Situated on the border of Pärnu and Viljand County, Soomaa is one of the true gems of Estonian nature, with its bogs, swamp forests and rivers in natural beds, practically untouched by human activity.
The Soomaa National Park, established in 1993, is the second largest national park in Estonia, and as much as half of its 39,884 hectares is covered with wetland areas. The floods characteristic of Soomaa can cover up to 17,500 hectares of the total area of the park. The spring high water is also known as the fifth season.
Soomaa is an exciting place to visit every season. It is particularly exciting here, however, during the spring floods, or the fifth season. When the water is high, you can take a canoe and access places you normally wouldn’t. In addition, with the high waters, more animals and birds can be seen around than the usual, as they would otherwise remain unnoticed by the human eye in the deep forest or in the shadows of the trees by the riverside.
In Soomaa, residential buildings have been built differently than elsewhere in Estonia – with the front door facing the river. The spring high water sometimes rises so high that it lifts woodpiles and lighter buildings off the ground. In the old days, people used to prepare for the early spring high water in good time – bread was baked, woodpiles were attached to the fences, crop bins were lifted up on benches, and floors were covered with crossed boards.
Rivers and their floods have helped shape the development and preservation of various traditions in Soomaa. One of them is the ancient dugout boat made from a single tree. The building and use of expanded dugout tree boats in Soomaa was added to UNESCO’s Intangible Cultural Heritage in Need of Urgent Safeguarding list.
What to do in Soomaa?
Soomaa is a popular destination for nature enthusiasts and hikers. The ancient-looking rivers are popular for canoeing. The study trails and bogs are great for hiking both on foot and in bogshoes. In total, the Soomaa National Park and its vicinity from Kurgja to Viljandi and Pärnu feature over 50 different RMK recreation facilities.
The best known study trails in Soomaa are the Riisa study trail and the Meiekose study trail. The Beaver trail starts just near the Soomaa Visitor Centre. An interactive smart game can be played on the trail, and the boardwalk is partly wheelchair and pram accessible. When visiting Soomaa, we recommend that you also go check out the longest bridge in Pärnu County, in Jõesuu village.

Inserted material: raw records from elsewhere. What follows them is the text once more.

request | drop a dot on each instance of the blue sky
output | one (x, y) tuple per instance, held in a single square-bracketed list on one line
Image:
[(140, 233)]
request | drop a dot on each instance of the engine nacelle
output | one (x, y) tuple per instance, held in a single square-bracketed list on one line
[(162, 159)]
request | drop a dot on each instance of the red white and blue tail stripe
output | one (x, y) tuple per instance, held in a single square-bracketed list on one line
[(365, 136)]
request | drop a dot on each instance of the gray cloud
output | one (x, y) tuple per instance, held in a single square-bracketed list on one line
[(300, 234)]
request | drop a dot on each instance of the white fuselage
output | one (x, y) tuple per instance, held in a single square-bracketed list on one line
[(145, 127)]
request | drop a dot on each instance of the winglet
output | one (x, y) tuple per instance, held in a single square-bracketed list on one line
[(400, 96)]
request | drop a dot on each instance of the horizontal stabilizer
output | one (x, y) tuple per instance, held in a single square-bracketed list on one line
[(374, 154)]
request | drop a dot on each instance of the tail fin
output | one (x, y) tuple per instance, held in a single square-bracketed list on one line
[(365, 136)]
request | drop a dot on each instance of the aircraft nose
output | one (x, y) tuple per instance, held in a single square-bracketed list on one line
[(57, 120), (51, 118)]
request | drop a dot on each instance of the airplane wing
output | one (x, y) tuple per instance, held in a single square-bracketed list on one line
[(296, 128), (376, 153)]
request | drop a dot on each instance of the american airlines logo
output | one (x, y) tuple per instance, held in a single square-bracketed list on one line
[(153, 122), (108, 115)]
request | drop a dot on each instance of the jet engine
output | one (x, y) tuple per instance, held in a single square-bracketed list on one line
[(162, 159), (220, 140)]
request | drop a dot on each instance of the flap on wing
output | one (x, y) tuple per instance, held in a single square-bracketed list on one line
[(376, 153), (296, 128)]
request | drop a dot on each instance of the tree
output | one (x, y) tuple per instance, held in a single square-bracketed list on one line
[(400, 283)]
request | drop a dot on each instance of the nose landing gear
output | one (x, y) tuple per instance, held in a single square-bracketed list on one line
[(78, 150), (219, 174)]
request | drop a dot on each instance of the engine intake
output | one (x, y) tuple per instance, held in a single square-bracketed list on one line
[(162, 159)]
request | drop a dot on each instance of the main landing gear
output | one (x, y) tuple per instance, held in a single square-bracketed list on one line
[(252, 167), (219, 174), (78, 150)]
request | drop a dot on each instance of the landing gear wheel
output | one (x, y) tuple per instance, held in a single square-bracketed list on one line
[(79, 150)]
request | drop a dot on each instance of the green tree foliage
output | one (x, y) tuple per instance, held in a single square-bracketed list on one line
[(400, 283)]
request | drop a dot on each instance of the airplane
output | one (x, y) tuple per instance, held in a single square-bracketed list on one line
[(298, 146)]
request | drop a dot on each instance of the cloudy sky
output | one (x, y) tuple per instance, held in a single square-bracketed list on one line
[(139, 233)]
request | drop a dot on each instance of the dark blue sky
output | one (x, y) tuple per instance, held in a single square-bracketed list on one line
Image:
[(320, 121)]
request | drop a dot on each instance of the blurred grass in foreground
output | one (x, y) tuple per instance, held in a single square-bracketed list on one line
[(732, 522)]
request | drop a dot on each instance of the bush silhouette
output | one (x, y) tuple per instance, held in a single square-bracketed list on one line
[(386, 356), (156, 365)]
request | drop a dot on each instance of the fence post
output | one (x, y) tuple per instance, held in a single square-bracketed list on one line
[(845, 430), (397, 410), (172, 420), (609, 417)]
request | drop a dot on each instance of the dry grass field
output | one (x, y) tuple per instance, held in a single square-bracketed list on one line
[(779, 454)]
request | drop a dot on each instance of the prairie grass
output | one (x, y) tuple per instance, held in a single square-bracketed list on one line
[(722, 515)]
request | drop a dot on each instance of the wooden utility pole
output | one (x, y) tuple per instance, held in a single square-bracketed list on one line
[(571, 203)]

When hiking in the national park with a tour guide, you can discover the powerful nuances of wildlife which you would not necessarily notice on your own. In Soomaa, there are several service providers who organise hikes to explore the nature either on your own or with a guide.
In addition, the Soomaa region has many cultural history gems: the Suure-Kõpu Manor, Tori Horse Breeding Farm and Kurgja Farm Museum, which are brought together by the diverse and seasonally appropriate nature tourism services provided by regional companies.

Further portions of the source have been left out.